Era amor. Al menos eso fue lo que creí. Toda una vida, para
mi lo fue, estuve convencida de la veracidad de este sentimiento. Del poder que
tenia de llevarme al infinito en tus brazos, de elevarme al cielo a tu lado, de
intoxicarme con tus embriagadores besos que sabían a certeza y futuro. Era amor,
a todas luces me lo parecía. El sentir mi cuerpo vibrar con tu cercanía, la sintonía
entre nuestros pensamientos, la convicción de lo mucho que necesitaba de ti. Si,
pensé que era amor. ¿Me equivoque?
La forma en que tus manos rodeaban mi cintura, tu aliento
sobre mi cuello, como amaba eso. Adoraba el suelo que pisabas y no me importaba
que me redujeras a algo que besar y que sostener mientras estuvieras ahí.
Deseaba
estar metida en cada uno de los recovecos de tu cuerpo, en el hueco de tu
cuello, en agujero de tus costillas, en lo profundo de tu corazón. Desee con
toda el alma que mi lengua pudiera permanecer atada a la tuya y sentir así las
mariposas que revoloteaban en mi estomago y la dulzura mentolada de tus besos.

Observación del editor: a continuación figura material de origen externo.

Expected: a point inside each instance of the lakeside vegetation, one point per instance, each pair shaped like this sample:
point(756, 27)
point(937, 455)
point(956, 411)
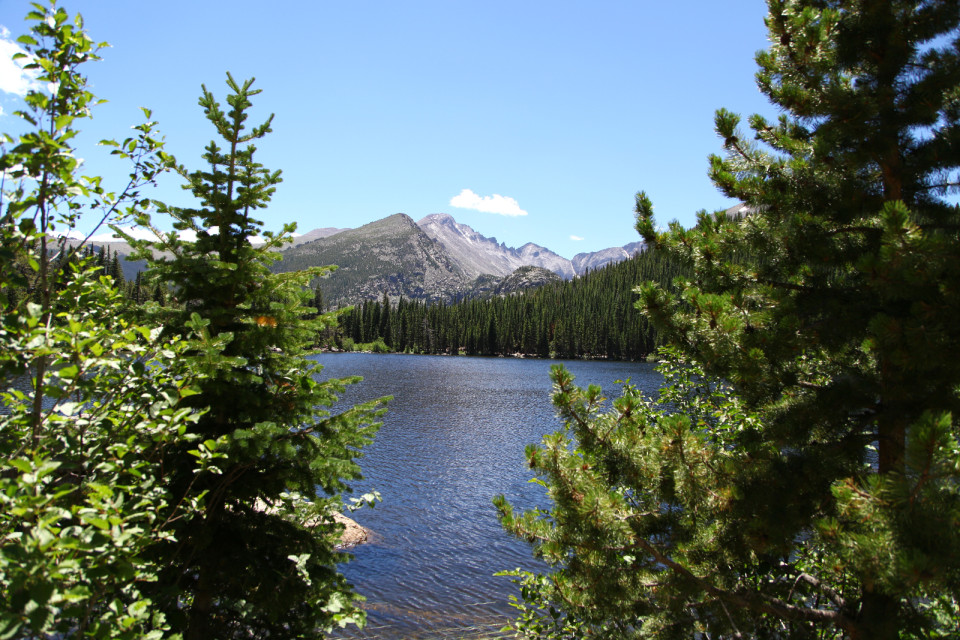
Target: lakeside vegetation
point(798, 476)
point(593, 316)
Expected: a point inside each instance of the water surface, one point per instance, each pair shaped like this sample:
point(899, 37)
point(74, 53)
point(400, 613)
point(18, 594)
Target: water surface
point(453, 438)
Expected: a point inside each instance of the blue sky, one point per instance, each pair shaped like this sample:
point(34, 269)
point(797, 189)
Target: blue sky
point(557, 112)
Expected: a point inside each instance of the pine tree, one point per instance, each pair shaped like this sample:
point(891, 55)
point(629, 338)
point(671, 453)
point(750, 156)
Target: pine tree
point(261, 562)
point(91, 399)
point(809, 485)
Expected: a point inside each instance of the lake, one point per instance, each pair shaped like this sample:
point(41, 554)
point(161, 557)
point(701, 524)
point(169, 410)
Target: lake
point(452, 439)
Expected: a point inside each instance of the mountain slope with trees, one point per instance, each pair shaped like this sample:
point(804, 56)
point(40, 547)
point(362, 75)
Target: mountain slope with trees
point(593, 316)
point(799, 475)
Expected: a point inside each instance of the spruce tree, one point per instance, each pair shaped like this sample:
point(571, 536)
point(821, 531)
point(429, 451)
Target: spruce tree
point(805, 482)
point(261, 561)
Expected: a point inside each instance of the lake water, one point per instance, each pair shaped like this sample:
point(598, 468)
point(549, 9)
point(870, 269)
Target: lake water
point(453, 438)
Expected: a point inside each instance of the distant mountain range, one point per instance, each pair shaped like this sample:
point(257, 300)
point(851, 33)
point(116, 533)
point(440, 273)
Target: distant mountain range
point(433, 259)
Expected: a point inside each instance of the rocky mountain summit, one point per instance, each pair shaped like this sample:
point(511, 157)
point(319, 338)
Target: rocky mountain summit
point(434, 259)
point(477, 255)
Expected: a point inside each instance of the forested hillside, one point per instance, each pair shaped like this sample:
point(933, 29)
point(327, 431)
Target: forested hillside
point(589, 317)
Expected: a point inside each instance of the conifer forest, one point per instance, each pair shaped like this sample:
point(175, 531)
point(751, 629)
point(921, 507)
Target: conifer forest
point(173, 466)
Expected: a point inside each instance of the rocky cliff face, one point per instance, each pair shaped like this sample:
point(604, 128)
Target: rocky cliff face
point(392, 256)
point(477, 254)
point(595, 260)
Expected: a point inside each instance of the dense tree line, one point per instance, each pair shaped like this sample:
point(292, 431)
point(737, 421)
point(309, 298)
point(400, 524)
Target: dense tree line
point(593, 316)
point(798, 476)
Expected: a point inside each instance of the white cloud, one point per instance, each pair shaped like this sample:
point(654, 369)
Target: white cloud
point(13, 78)
point(496, 203)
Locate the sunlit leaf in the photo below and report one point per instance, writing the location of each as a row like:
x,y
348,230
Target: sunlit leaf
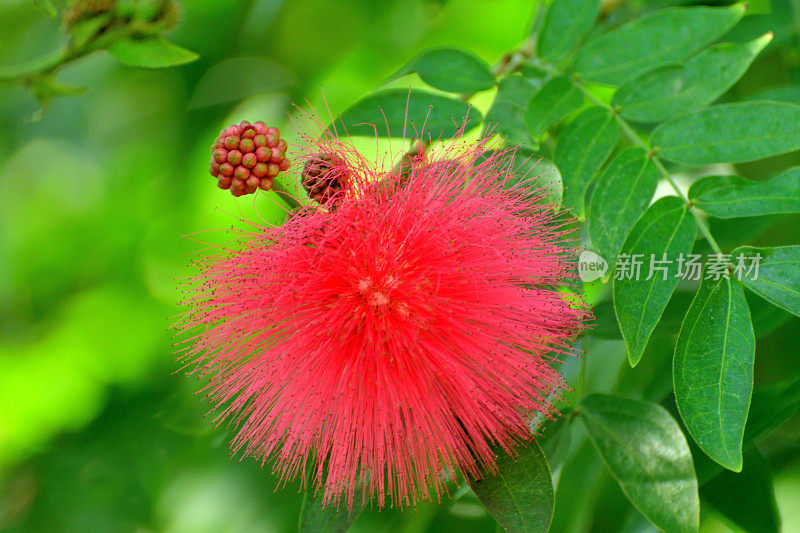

Ay, amor, llegue a desear con tanta fuerza no dejarte nunca que perdí pedazos
de mi misma con cada pelea y discusión que causaba la distancia.

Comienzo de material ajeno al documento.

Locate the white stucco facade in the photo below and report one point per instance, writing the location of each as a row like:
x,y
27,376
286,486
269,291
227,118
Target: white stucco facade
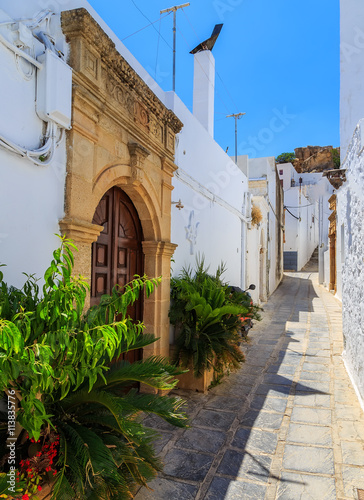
x,y
211,187
32,195
213,191
264,258
350,251
306,216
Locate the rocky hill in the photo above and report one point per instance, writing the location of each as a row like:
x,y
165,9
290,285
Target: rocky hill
x,y
316,159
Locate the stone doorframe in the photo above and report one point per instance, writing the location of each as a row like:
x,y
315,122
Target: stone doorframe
x,y
122,135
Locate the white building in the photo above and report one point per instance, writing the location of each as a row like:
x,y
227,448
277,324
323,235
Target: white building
x,y
33,147
264,252
306,217
212,189
350,205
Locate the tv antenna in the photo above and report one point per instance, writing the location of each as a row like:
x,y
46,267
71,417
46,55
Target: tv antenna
x,y
237,117
174,10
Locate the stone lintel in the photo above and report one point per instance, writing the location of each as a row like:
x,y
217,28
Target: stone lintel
x,y
159,248
78,23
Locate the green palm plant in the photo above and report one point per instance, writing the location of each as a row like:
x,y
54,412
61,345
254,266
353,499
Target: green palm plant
x,y
104,447
55,362
206,322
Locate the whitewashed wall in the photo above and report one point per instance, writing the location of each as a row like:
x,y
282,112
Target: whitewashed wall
x,y
351,69
212,190
266,167
351,214
31,197
308,204
213,198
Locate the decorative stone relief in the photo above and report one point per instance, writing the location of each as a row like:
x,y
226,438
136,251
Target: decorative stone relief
x,y
191,231
138,154
141,116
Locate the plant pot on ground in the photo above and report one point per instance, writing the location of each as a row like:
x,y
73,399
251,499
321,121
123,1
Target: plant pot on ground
x,y
207,322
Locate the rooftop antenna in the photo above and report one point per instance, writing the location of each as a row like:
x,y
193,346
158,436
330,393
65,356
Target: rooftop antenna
x,y
174,10
237,117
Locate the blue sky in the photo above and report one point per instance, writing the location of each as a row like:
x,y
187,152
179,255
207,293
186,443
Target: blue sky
x,y
277,61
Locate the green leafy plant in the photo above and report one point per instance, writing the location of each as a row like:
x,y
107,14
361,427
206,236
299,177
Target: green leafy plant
x,y
206,321
55,360
336,157
286,158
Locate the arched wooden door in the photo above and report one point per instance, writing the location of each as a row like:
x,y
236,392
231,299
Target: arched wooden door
x,y
117,254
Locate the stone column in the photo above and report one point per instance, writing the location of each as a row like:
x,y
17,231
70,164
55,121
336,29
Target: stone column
x,y
156,308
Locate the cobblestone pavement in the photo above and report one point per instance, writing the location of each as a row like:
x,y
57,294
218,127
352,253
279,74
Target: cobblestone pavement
x,y
287,426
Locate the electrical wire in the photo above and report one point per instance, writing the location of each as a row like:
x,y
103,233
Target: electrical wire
x,y
298,218
302,206
41,156
156,57
151,23
141,29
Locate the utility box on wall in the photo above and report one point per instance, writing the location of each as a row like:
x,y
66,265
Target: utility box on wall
x,y
54,90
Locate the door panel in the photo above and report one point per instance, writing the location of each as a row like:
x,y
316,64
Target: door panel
x,y
117,254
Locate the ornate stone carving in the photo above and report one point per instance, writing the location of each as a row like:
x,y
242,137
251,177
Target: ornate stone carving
x,y
78,23
138,154
141,116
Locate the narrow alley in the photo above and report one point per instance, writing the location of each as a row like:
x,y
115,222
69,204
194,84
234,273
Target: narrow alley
x,y
287,426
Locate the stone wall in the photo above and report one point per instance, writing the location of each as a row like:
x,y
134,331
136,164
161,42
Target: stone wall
x,y
351,213
314,158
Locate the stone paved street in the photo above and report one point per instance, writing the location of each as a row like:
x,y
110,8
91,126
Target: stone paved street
x,y
287,426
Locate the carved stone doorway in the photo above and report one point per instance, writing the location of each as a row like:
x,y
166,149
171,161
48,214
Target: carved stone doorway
x,y
117,254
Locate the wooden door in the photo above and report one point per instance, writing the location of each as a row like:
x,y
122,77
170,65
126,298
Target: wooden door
x,y
117,254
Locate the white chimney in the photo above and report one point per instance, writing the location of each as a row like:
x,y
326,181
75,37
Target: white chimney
x,y
204,89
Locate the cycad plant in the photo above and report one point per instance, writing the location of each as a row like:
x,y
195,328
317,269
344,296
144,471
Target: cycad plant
x,y
206,322
79,423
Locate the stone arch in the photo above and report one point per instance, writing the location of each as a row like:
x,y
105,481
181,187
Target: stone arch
x,y
122,135
143,196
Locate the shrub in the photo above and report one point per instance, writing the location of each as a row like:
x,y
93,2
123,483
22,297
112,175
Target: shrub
x,y
206,321
55,362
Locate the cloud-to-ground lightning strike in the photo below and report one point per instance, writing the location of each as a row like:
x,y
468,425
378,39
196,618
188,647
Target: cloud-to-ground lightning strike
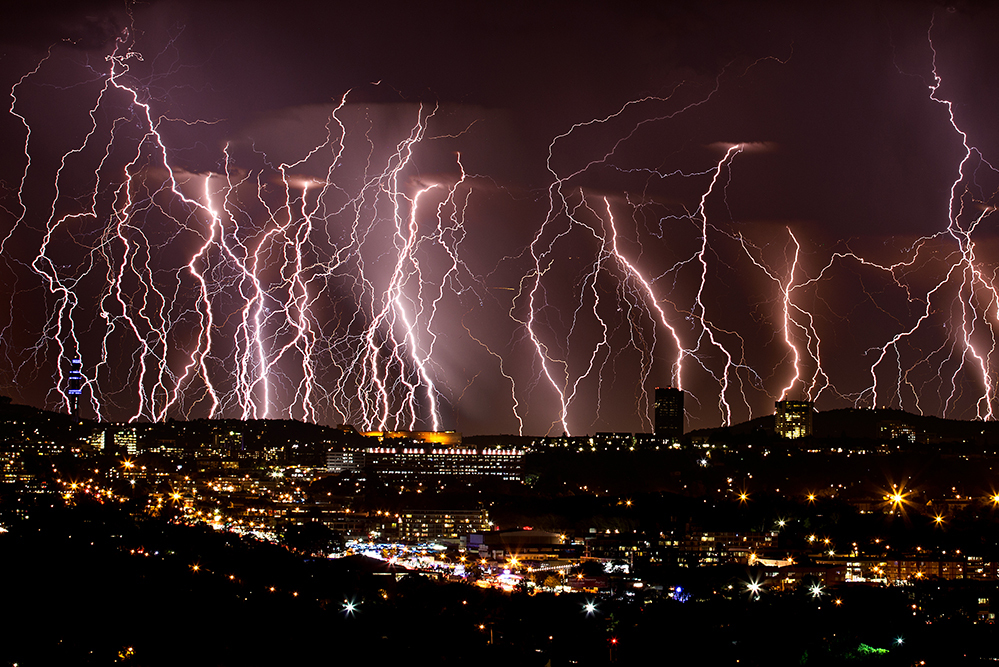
x,y
355,275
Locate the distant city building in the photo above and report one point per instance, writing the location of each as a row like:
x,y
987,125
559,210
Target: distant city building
x,y
668,413
338,461
126,440
793,419
448,524
416,464
897,430
75,387
445,438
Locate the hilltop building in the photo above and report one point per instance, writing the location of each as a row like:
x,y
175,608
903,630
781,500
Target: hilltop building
x,y
668,413
793,419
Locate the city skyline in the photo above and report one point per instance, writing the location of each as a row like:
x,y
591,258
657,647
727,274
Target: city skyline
x,y
509,234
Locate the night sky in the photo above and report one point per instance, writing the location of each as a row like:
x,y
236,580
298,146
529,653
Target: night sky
x,y
504,219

Dije un día que tú serias el último, ¡como deseaba que fuera
cierto! Y termine encontrándome con que unos fugaces segundos bastaban para que
deseara que no fueras tú. Que amor tan complicado, pensé, eres todo lo que
quiero y todo aquello que no. Quizá fuimos un par de tontos demasiado felices
persiguiendo el vuelo de nuestro amor que perdimos de vista el suelo que debíamos
pisar. Quizá la tonta ilusa fui yo, por pensar que podría conseguir en ti
aquello que incluso no veía.
Ahora resulta que, después del tiempo, no puedo evitar mirarte y pensar que podría haber funcionado. Que podría haber tenido un futuro. Que podría haber sido nuestro peor error. No se ni que digo, querido. Hasta ese punto tienes efecto en mí. Simplemente quería decirte que no ha sido tan fácil dejarte ir.